Récemment, certains auteurs ont suggéré l’utilisation d’acide acétylsalicylique PO à la forte dose de 50 mg/kg toutes les 12 heures pendant 6 jours pour améliorer la perfusion sanguine de l’utérus [1]. Il est possible de faire inhaler de l’oxygène (5 l/minute) à la jument pour accroître l’oxygénation du fœtus si celui-ci montre des signes d’hypoxie (bradycardie) consécutifs à l’insuffisance placentaire présente. Une étude en cours d’impression vient de montrer l’usage bénéfique de la supplémentation en œstrogènes (cypionate d’estradiol) sur le maintien d’une gestation à terme, le développement et la maturation appropriée du fœtus [2].

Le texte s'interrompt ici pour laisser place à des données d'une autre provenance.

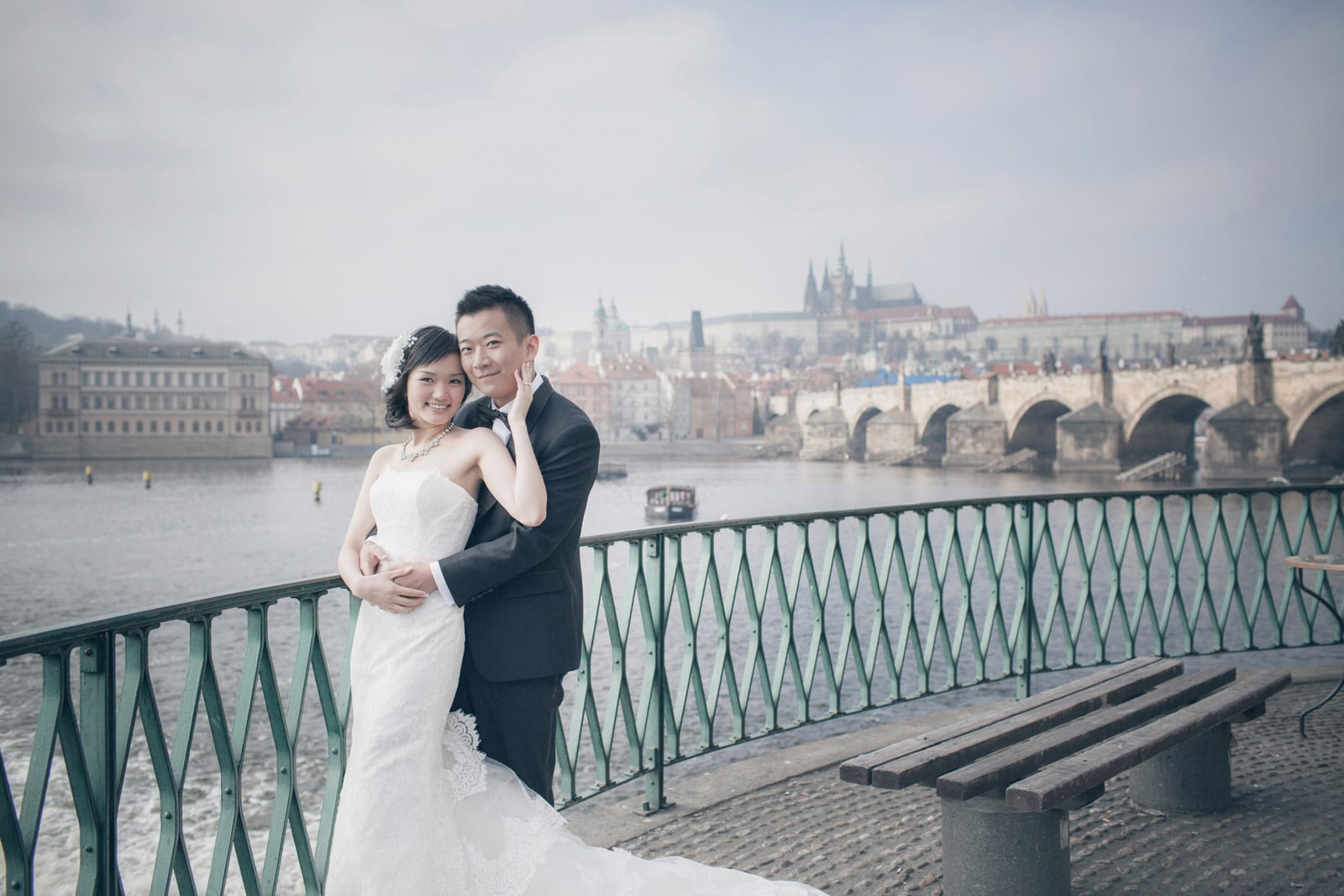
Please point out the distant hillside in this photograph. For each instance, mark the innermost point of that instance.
(49, 331)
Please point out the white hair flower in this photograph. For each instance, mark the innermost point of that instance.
(394, 358)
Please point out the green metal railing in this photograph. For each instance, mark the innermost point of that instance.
(696, 637)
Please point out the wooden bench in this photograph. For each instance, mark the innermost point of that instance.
(1008, 777)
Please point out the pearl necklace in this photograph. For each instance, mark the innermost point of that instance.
(412, 456)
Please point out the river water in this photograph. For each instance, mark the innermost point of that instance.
(71, 551)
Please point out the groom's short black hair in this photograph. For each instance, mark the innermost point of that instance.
(430, 344)
(515, 308)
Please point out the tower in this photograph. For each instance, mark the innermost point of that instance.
(810, 295)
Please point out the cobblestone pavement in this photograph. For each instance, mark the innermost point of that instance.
(1281, 836)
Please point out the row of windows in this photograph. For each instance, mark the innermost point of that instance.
(152, 426)
(152, 378)
(155, 402)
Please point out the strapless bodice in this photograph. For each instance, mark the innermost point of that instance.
(421, 515)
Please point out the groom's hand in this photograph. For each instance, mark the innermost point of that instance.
(416, 575)
(371, 557)
(383, 591)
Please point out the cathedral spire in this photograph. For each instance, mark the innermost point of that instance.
(810, 295)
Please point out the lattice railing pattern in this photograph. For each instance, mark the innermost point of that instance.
(696, 637)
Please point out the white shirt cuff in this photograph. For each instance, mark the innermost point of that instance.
(434, 570)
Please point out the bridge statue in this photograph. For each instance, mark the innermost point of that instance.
(1254, 347)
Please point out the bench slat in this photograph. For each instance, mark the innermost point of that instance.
(1005, 766)
(1090, 768)
(940, 750)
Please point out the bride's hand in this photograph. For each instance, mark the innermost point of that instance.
(385, 593)
(523, 401)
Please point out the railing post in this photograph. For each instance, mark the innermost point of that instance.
(654, 746)
(98, 739)
(1026, 629)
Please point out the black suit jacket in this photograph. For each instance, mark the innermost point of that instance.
(523, 589)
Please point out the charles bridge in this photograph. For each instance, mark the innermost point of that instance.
(1238, 421)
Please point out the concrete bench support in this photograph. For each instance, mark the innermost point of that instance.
(991, 849)
(1193, 777)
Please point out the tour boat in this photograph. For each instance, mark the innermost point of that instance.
(669, 503)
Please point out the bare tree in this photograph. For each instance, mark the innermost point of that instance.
(18, 376)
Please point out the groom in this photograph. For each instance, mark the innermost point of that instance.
(522, 589)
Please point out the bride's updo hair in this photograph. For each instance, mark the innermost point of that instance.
(429, 344)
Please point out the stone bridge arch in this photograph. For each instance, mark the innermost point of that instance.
(1034, 425)
(933, 429)
(1314, 432)
(1164, 423)
(859, 432)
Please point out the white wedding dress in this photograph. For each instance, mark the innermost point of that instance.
(423, 810)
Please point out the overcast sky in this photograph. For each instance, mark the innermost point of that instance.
(293, 170)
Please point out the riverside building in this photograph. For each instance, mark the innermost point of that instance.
(152, 399)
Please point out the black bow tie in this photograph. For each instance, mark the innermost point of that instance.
(487, 416)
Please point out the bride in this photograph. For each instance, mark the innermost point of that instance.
(423, 810)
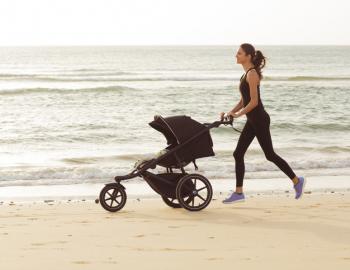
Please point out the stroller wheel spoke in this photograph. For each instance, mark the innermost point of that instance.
(201, 189)
(201, 197)
(190, 186)
(113, 197)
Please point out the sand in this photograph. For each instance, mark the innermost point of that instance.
(264, 232)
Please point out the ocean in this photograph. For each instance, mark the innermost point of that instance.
(73, 115)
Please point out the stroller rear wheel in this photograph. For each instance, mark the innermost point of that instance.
(194, 192)
(113, 197)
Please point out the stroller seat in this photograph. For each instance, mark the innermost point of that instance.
(140, 162)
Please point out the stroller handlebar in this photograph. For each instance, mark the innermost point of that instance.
(225, 121)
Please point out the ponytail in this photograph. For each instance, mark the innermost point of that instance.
(258, 59)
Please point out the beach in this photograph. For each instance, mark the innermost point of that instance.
(266, 231)
(74, 117)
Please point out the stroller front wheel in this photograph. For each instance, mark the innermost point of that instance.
(113, 197)
(194, 192)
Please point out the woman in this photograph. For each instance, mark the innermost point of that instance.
(258, 122)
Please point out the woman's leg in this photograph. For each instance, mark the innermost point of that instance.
(262, 130)
(243, 143)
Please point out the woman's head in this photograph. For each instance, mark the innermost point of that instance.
(247, 54)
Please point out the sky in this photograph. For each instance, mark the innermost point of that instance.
(174, 22)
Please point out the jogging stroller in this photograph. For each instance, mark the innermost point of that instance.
(187, 141)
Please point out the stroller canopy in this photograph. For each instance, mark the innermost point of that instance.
(180, 128)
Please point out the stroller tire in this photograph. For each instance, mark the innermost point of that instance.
(199, 190)
(113, 197)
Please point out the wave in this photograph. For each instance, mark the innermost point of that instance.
(35, 90)
(95, 75)
(306, 78)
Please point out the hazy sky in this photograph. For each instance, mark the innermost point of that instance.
(164, 22)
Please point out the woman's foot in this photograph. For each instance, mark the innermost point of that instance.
(299, 187)
(235, 197)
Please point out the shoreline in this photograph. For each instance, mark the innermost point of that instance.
(140, 189)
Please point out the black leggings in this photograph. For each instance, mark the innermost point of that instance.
(259, 127)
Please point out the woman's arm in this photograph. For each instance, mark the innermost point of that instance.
(238, 106)
(253, 80)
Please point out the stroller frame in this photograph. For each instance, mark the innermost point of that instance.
(182, 188)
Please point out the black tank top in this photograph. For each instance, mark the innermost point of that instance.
(245, 91)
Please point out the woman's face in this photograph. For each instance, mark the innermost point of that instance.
(241, 56)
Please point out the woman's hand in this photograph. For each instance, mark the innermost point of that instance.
(233, 114)
(222, 115)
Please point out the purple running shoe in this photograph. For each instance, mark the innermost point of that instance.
(299, 187)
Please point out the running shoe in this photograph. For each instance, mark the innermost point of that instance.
(299, 187)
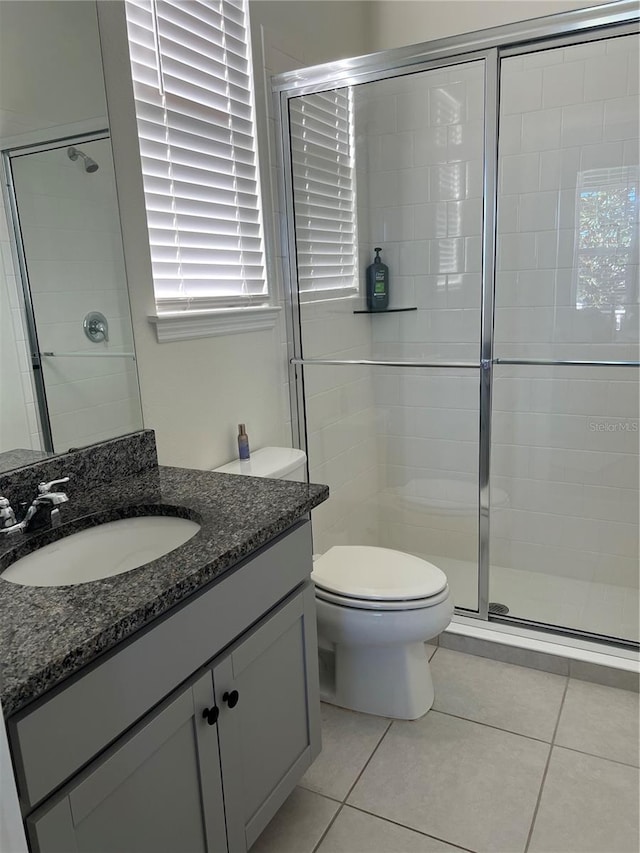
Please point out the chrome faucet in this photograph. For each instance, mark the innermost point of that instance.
(45, 498)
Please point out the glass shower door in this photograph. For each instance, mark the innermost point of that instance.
(391, 397)
(564, 543)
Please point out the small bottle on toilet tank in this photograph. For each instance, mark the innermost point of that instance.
(243, 442)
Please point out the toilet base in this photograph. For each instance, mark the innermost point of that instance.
(390, 681)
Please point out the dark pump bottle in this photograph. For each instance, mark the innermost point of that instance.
(377, 284)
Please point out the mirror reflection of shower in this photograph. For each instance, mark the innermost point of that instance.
(90, 164)
(79, 347)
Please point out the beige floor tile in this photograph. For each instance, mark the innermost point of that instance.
(356, 832)
(588, 805)
(514, 698)
(299, 824)
(600, 720)
(348, 739)
(456, 780)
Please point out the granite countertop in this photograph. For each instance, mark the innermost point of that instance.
(49, 633)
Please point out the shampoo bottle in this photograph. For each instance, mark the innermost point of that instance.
(377, 284)
(243, 442)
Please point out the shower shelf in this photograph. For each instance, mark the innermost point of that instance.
(384, 310)
(88, 354)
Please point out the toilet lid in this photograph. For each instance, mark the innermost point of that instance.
(361, 571)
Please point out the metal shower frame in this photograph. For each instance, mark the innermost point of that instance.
(491, 46)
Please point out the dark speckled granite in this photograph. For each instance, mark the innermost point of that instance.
(47, 634)
(87, 468)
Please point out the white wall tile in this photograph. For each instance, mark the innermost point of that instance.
(563, 84)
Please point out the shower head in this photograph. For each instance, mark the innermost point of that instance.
(90, 165)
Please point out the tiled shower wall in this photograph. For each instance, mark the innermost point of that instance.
(422, 137)
(566, 439)
(340, 415)
(71, 233)
(18, 419)
(564, 490)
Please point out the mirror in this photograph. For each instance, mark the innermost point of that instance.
(67, 366)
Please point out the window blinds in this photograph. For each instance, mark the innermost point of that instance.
(190, 64)
(322, 150)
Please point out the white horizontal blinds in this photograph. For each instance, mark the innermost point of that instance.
(322, 150)
(191, 75)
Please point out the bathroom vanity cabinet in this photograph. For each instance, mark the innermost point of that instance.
(192, 735)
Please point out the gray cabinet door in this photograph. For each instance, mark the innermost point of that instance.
(158, 789)
(272, 734)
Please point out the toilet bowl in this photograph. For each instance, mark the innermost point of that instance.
(376, 608)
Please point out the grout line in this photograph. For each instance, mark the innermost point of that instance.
(596, 755)
(410, 828)
(319, 793)
(343, 802)
(368, 761)
(489, 726)
(328, 827)
(546, 769)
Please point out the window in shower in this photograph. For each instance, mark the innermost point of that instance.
(607, 238)
(324, 164)
(564, 548)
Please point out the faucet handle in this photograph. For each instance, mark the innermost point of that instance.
(45, 488)
(7, 515)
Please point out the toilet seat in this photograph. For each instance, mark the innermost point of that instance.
(377, 604)
(377, 578)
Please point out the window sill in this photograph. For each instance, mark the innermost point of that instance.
(205, 323)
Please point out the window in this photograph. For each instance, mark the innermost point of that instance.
(606, 250)
(323, 159)
(195, 115)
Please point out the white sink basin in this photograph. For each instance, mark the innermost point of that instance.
(102, 551)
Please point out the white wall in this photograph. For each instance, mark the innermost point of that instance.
(395, 23)
(64, 85)
(195, 392)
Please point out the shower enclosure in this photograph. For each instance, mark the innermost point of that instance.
(74, 304)
(488, 420)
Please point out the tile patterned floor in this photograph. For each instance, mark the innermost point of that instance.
(509, 760)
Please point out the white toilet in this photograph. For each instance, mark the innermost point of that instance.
(376, 609)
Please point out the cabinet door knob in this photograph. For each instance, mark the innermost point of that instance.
(211, 715)
(231, 698)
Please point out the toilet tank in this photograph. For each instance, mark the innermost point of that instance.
(284, 463)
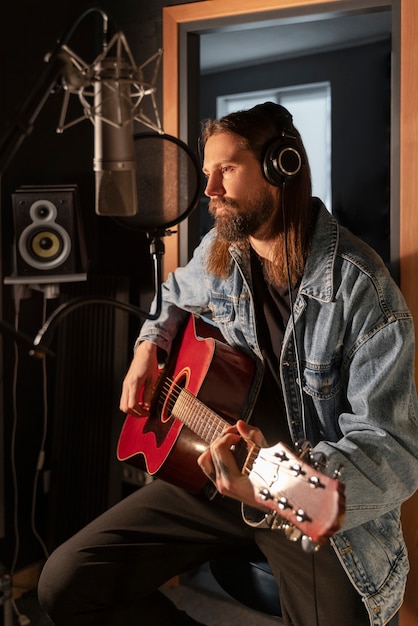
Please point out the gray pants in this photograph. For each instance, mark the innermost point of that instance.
(109, 573)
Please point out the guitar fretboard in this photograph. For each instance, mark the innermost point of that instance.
(204, 422)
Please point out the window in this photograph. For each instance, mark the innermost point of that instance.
(310, 106)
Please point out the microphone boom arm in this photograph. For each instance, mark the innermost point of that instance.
(29, 111)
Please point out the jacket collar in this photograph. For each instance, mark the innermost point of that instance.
(318, 276)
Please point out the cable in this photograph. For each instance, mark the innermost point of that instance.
(292, 313)
(41, 455)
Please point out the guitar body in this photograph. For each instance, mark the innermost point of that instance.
(218, 376)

En cas d’issue favorable (stabilisation puis réduction de l’ECUP), le traitement anti-inflammatoire est administré pendant 5 à 7 jours, le traitement antibiotique est prolongé de 10 à 14 jours.
Si la jument n’avorte pas, mais que l’ECUP continue à augmenter en taille au cours des 5 premiers jours de l’antibiothérapie, un changement de molécule et de famille d’antibiotiques (toujours à large spectre) est justifié (par exemple, association pénicilline G [22 000 UI/kg toutes les 6 heures, IV]-gentamicine [6,6 mg/kg, une fois par jour, IV]). Si un écoulement vulvaire était présent et qu’un prélèvement par écouvillonnage avait été effectué, l’antibiothérapie tiendrait alors compte des résultats de culture et de l’antibiogramme).
Lors de prodromes d’avortement, la mesure de l’ECUP est aisément réalisable et permet de confirmer une suspicion de placentite ascendante ou hématogène. Le suivi de l’ECUP chez les poulinières alors traitées permet également de suivre l’efficacité du traitement et au besoin de l’ajuster.